Я останусь, если хочешь
Шрифт:
– А ты мне напоминаешь одну стерву, которая влезла в чужую семью, – шипит он.
Тут дверь распахивается и в кабинет вваливается толстяк с размалеванной хихикающей пьяненькой девушкой, искусно надувающей пузыри из жвачки. Толстяк усаживает девушку на стул рядом с сержантом, смотрит на часы и, сцепив пальцы на животе, переводит выжидательный взгляд с Наливайко на ехидного.
Ехидный сдвигает брови, и на его переносице образовываются две глубокие складки.
– Значит, протокол составлен… – бурчит он.
– Да, – отвечает лейтенант, – но у Рудько нет с собой документов.
Глаза ехидного вспыхивают злорадством.
– Тогда задерживай до выяснения личности.
– Документы сейчас привезут.
– Привезут? Ну… ладно. – Ехидный почесывает подбородок. – Отпустишь Рудько, экспертиза ничего не дала. – Он поворачивается к Наде. – Повезло тебе. – Он снова сдвигает брови, слезает со стола и, наклонившись, бросает ей в лицо: – Я бы тебе впаял пожизненное, чтоб запомнила: семья – это святое.
Да, семья – это святое, но у нее нет семьи, она не знает, что это. Надя уже много лет не достает из шкафа семейный альбом, потому что боится порвать все фотографии. Почти все. А когда-то они с Валеркой мечтали о настоящей семье, прекрасной, счастливой. В ней с нетерпением ждут твоего появления на свет и принимают таким, какой ты есть; дарят любовь и учат любить, защищают и учат защищаться; делятся болью и радостью, печалью и сомнениями, говорят все, что хочешь, без страха быть непонятым и отвергнутым. А когда уезжаешь, каждое мгновение жизни озаряется присутствием пусть далекой, но твоей семьи, родной и неповторимой, и радостью пусть короткого, но возвращения, радостью набраться сил из своего источника, гордостью за крепкие корни. В юности они поклялись, что не расстанутся, будут помогать друг другу и никогда не обидят своих детей… Как давно это было… А может, и не было вовсе?..
Ехидный проводит по лицу Нади взглядом-лезвием, шипит:
– Такую тварь надо изолировать от нормальных людей, – и выходит из кабинета.
Девушка, сидящая возле двери, надувает большой пузырь, и он с шумом лопается, залепив ее рот и полщеки белесой пленкой. Толстяк сердито смотрит на девушку – та, ухмыляясь, быстро слизывает жвачку и начинает громко чавкать.

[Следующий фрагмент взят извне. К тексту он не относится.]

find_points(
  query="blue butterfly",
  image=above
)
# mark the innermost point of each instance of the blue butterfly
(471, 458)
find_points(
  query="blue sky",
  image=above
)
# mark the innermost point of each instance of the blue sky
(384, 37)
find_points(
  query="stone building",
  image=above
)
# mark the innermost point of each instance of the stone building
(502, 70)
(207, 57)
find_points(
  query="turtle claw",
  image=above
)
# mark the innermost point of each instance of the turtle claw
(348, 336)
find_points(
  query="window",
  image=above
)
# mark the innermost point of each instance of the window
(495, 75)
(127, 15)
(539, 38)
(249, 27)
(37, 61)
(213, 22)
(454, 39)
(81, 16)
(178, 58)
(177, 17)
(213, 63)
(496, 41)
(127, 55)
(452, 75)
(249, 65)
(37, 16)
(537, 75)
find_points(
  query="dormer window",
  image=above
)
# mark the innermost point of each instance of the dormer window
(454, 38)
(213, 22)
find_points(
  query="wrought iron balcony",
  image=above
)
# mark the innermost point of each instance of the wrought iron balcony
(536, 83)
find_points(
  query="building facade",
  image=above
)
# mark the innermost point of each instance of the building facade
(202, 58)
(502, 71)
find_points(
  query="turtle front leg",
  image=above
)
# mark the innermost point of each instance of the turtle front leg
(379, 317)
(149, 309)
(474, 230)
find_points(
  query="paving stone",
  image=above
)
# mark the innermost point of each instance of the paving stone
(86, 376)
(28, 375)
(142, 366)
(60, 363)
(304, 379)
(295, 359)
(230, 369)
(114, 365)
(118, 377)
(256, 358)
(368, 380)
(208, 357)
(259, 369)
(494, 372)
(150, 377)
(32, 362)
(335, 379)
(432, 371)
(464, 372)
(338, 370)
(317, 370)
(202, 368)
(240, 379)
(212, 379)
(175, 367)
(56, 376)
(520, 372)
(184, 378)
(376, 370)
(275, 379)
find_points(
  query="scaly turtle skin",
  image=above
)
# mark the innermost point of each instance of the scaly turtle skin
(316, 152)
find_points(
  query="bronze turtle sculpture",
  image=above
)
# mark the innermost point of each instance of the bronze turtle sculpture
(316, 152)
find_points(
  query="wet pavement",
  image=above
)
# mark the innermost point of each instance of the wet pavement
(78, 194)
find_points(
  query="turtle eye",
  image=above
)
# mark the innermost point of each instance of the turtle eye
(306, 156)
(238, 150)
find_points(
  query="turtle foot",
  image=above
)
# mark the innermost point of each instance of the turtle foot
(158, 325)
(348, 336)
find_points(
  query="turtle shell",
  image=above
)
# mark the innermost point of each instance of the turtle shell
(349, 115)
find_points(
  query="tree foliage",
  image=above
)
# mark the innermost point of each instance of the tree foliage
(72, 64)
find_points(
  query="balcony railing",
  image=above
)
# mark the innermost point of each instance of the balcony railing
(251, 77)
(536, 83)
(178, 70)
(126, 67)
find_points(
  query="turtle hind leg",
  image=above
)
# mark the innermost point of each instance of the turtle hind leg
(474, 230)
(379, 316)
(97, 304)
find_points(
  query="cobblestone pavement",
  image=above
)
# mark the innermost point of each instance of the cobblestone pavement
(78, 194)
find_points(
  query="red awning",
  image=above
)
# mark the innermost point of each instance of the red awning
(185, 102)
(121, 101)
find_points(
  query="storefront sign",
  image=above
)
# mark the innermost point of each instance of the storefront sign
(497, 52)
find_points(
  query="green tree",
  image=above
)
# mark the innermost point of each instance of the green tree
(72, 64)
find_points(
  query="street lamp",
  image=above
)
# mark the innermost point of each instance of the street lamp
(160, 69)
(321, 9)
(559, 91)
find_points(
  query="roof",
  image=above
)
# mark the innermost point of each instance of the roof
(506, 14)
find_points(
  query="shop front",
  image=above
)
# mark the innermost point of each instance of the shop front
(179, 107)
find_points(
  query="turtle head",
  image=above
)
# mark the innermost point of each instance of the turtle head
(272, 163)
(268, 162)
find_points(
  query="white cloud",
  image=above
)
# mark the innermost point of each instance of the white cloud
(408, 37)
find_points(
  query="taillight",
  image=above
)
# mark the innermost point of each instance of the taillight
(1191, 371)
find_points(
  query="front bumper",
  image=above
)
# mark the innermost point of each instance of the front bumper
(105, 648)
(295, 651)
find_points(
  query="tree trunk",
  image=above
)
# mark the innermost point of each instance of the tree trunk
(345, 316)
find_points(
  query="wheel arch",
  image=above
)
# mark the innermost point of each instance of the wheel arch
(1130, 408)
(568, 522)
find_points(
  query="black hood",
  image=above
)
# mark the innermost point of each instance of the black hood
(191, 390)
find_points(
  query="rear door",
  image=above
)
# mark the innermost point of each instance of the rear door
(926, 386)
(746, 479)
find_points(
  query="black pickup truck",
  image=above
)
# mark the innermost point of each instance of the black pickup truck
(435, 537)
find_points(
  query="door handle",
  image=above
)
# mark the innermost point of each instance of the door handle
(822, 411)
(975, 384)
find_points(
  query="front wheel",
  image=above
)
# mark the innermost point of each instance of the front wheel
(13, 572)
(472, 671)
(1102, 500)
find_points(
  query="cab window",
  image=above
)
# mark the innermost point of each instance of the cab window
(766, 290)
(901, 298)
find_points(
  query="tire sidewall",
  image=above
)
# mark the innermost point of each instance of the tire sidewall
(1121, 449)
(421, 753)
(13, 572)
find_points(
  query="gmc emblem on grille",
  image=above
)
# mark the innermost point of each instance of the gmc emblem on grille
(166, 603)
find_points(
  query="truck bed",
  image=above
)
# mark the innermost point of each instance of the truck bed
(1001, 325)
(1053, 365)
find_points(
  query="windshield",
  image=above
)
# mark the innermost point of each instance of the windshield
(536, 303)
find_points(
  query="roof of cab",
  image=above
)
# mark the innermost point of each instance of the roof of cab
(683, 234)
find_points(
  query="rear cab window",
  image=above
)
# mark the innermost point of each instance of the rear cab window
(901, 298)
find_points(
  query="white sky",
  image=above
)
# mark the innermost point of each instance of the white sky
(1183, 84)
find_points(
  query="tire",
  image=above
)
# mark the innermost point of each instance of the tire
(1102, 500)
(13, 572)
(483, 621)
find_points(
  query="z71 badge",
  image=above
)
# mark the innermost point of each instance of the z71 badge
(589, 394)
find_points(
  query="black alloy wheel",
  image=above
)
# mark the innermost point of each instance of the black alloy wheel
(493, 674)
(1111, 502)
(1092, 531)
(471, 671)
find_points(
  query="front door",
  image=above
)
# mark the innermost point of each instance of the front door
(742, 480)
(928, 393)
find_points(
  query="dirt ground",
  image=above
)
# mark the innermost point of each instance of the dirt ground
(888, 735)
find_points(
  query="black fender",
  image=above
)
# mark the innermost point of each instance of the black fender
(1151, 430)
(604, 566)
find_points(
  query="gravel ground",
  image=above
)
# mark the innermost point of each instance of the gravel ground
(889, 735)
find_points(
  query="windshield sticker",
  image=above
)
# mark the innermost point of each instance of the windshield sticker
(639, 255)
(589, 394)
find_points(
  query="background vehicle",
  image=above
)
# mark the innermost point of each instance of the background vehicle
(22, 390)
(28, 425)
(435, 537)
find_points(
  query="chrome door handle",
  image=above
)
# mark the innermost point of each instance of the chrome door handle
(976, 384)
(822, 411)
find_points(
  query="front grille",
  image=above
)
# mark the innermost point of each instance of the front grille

– Он так со всеми, – хихикает девушка, обращаясь к Наде, – от него недавно жена ушла к любовнику, вот он и цепляется к кому ни попадя.
– Молчать! – приказывает Наливайко.
– Ты чего, начальник? – с обидой спрашивает девушка. – Это жизнь, мы все живые люди. – Она таращит глаза и выразительно пожимает остренькими плечиками, проступающими сквозь довольно плотную кофту. – Можно подумать, у него одного проблемы, – хмыкает она, – у меня вот тоже куча проблем…
– Замолчи, а то будет две кучи, – беззлобно грозит ей Наливайко.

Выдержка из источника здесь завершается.